TensorFlow Lite is TensorFlow’s lightweight solution for mobile and embedded devices! TensorFlow has always run on many platforms, from racks of servers to tiny devices, but as the adoption of machine learning models has grown over the last few years, so has the need to deploy them on mobile and embedded devices. TensorFlow Lite enables low-latency inference of on-device machine learning models.
Looking forward to your feedback as you try it out.
> Looking forward to your feedback as you try it out.
Thanks Rajat. We use typical Cortex-A9/A7 SoCs running plain Linux rather than Android. We would use it for inference.
1. Platform choice
Why make TFL Android/iOS only? TF works on plain Linux. TFL even uses NDK and it would appear the inference part could work on plain Linux.
2. Performance
I did not find any info on performance of TensorFlow Lite. Mainly interested in inference performance. The tag "low-latency inference" catches my eye, just want to know how low is low latency here? milliseconds?
1. The code is standard C/C++ with minimal dependencies so it should be buildable on even non-standard platforms. Linux is easy.
2. The interpreter is more optimized for being low overhead and the kernels are better optimized especially for ARM CPUs currently. While model performance varies by model - we have seen significant improvements on most models going from TensorFlow to TensorFlow Lite. We'll share benchmarks soon.
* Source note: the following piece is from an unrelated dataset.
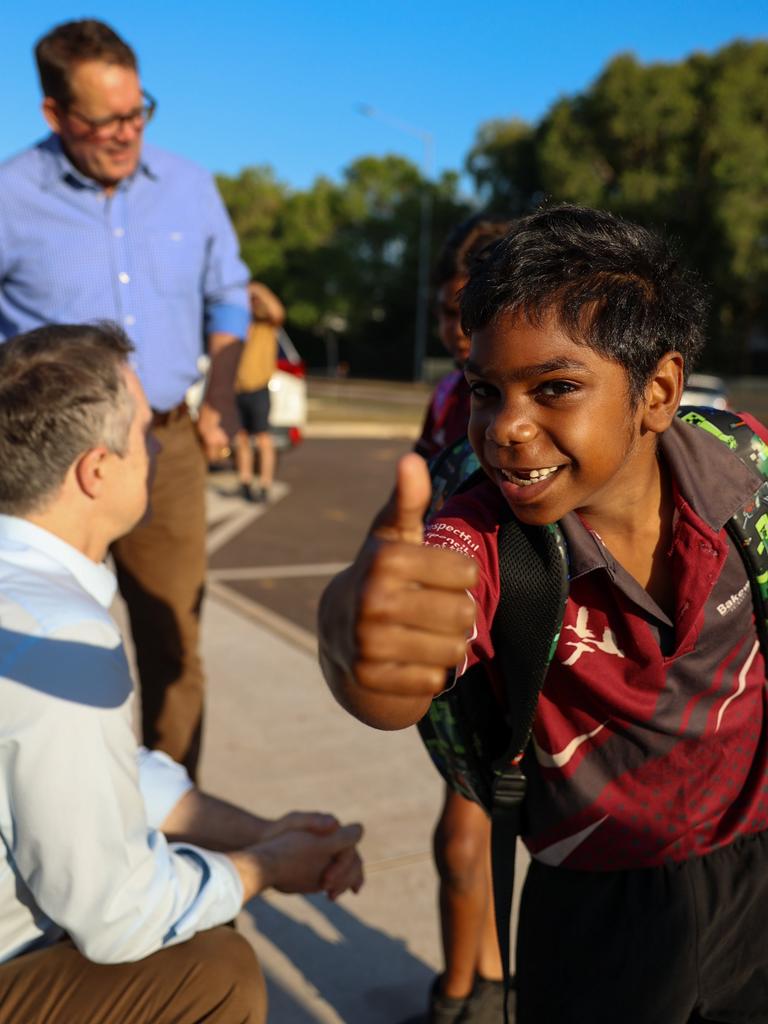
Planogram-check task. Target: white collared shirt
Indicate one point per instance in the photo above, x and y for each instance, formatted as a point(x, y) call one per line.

We want to provide a great experience across all our supported platforms, and are exploring ways to provide a simpler experience with good acceleration on iOS as well.
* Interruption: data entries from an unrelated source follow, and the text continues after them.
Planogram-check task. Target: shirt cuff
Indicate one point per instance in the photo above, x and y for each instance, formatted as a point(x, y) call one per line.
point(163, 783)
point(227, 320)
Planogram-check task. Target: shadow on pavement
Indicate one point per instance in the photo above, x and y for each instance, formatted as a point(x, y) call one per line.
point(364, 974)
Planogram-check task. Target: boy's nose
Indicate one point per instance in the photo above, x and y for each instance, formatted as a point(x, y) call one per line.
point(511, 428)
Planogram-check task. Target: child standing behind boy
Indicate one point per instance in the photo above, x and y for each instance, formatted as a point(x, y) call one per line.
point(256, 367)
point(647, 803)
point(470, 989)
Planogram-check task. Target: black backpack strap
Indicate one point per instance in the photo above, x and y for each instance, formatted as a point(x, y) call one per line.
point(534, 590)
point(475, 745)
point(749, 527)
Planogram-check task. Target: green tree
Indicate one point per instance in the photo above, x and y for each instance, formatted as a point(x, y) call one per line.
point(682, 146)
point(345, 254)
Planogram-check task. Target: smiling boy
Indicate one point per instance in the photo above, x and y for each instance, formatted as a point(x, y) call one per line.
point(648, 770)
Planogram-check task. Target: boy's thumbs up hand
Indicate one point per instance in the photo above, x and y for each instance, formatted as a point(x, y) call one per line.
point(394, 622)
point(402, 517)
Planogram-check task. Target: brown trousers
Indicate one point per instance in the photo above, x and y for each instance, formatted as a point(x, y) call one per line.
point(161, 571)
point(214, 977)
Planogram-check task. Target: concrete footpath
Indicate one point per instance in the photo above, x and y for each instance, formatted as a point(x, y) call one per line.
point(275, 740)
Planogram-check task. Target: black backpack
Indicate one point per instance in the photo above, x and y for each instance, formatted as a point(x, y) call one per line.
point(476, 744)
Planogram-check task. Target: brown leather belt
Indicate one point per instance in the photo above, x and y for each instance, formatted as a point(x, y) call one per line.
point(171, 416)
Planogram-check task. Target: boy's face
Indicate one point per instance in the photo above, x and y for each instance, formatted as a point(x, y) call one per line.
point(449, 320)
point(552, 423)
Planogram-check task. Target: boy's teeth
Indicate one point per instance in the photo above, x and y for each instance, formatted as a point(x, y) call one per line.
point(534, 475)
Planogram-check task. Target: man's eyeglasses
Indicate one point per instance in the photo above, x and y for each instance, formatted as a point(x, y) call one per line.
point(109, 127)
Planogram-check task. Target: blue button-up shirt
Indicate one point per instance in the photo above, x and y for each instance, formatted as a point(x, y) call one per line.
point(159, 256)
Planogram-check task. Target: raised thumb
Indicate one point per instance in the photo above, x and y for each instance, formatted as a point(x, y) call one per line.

Woah this is cool. I’ve been waiting for this since you announced it. I was thinking about benchmarking it against other solutions . What do you think about other similar frameworks like coreml ?
- As mentioned below - flatbuffers makes the startup time faster while trading off some flexibility
- Smaller code size means trading off dependency on some libraries and broader support vs writing more things from scratch more focused on the user cases people care about
Do you have performance/memory comparisons from using flatbuffer vs protobuf in TF? A quick writeup with how switching effected performance would be really interesting :)
We have had huge issues in trying to figure out how to save models (freeze graph,etc) and load it on Android. If you look at my previous thread - it also mentions bugs,threads and support requests where people are consistently confused.
petewarden (https://news.ycombinator.com/item?id=15596990) from Google is also working on this - so im really hopeful you guys will have something soon. This is a serious blocker for doing anything reasonable in TF.
One nice thing about Lite is that it's a lot easier to just include the operations you need (compared to TensorFlow 'classic'), there's fusion for common patterns, and the base interpreter is only 70KB. That covers a lot of the advantages of using XLA for mobile apps. In return you have the ability to load models separately from the code, and the ops are hand-optimized for ARM.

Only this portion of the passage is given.